Florence de Leacock, no obstante, seguirá viviendo en Gran Canaria, tierra que no piensa abandonar jarnás. Los herederos le han ofrecido una pensión, que ha sido rechazada por ella porque no la necesita.

Sus herederos aún no han encontrado una explicación a la decisión adoptada por el cosechero inglés de dejarles todos sus bienes. «La verdad es que no sabemos por qué lo hizo, quizá por nuestra entrega continua al trabajo», afirma Mercedes Aguiar, empleada en las oficinas desde hace quince años. José García, otro de los once trabajadores herederos de Leacock, opina que «siempre fue un hombre desprendido y generoso, aunque nunca creíamos que nos iba a dejar todas sus propiedades». Francisco Aguiar, con 32 años en la empresa, comenzó de recadero y terminó apoderado: «Opino que él tendría sus motivos; desgraciadamente, ya no sé encuentra entre nosotros, y sólo él podría contestar una pregunta como ésa». Juan Rosario, 42 años trabajando para Leacock, afirma también que no tiene idea del motivo de la decisión: «Yo sólo le veía dos veces al año, cuando se trasladaba hasta el valle de Agaete».

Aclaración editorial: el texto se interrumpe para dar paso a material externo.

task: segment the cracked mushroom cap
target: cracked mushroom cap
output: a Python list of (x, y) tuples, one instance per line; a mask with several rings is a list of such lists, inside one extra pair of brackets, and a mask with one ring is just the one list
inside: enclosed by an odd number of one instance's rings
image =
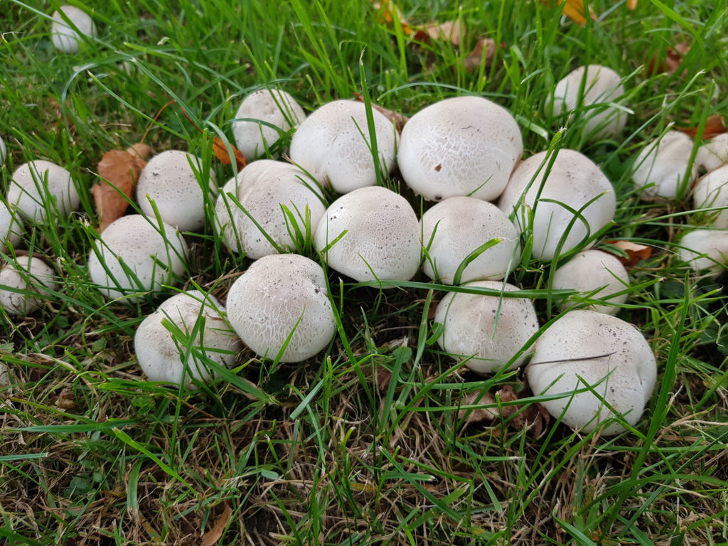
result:
[[(633, 426), (654, 389), (657, 367), (636, 326), (610, 314), (576, 310), (542, 334), (526, 373), (534, 395), (563, 395), (541, 402), (551, 415), (590, 432), (614, 414), (587, 386)], [(601, 434), (625, 430), (615, 422)]]
[(270, 360), (285, 346), (281, 362), (305, 360), (325, 349), (336, 332), (323, 269), (297, 254), (253, 262), (230, 288), (227, 309), (245, 344)]
[[(142, 371), (151, 381), (194, 388), (192, 380), (207, 381), (215, 376), (209, 361), (229, 368), (241, 349), (240, 339), (225, 322), (224, 307), (213, 296), (199, 290), (182, 292), (167, 299), (139, 325), (134, 351)], [(174, 334), (165, 320), (178, 328)], [(186, 338), (195, 333), (190, 347)]]
[(456, 97), (417, 112), (404, 126), (397, 162), (418, 195), (494, 201), (523, 152), (510, 113), (482, 97)]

Los herederos opinan, asimismo, que la mayor preocupación del cosechero inglés fue siempre «darle carrera a sus hijos, aunque les dio oportunidad a todos para continuar con la empresa, desistiendo incluso sus nietos». Quizá la decisión la tomara porque Leacock quería mantener, a toda costa, esa empresa -calificada de modélica en todos los aspectos-, que él hizo posible durante todos estos años, y la única fórmula era hacer herederos a aquellos trabajadores que él consideró indispensables para que el funcionamiento no variara. Y, posiblemente, no se equivocó, si tenemos en cuenta que el mismo día de la lectura del testamento quedó constituida Herederos de David J. Leacock.

La decisión de Leacock ha sido un auténtico bombazo en Canarias y echa por tierra -las excepciones confirman la regla- el poema de Alonso Quesada que se refiere a los «ingleses que vienen a colonizar las islas», escrito por los años veinte. El Ayuntamiento de Gáldar va a abrir un expediente para nombrarlo «hijo adoptivo» de la ciudad, al mismo tiempo que la gente comenta que un canario, aun en el extremo de no tener descendientes directos, no hubiera sido capaz de hacer lo que ha hecho mister Licot, como le llamaban los isleños.

Y también, a propósito de esta decisión, los canarios más socarrones recuerdan que los dos errores que ha cometido Canarias a lo largo de su historia han sido: no dejar entrar al británico Nelson cuando quiso conquistar las islas y dejar salir al general Franco en 1936. Sus razones tendrán.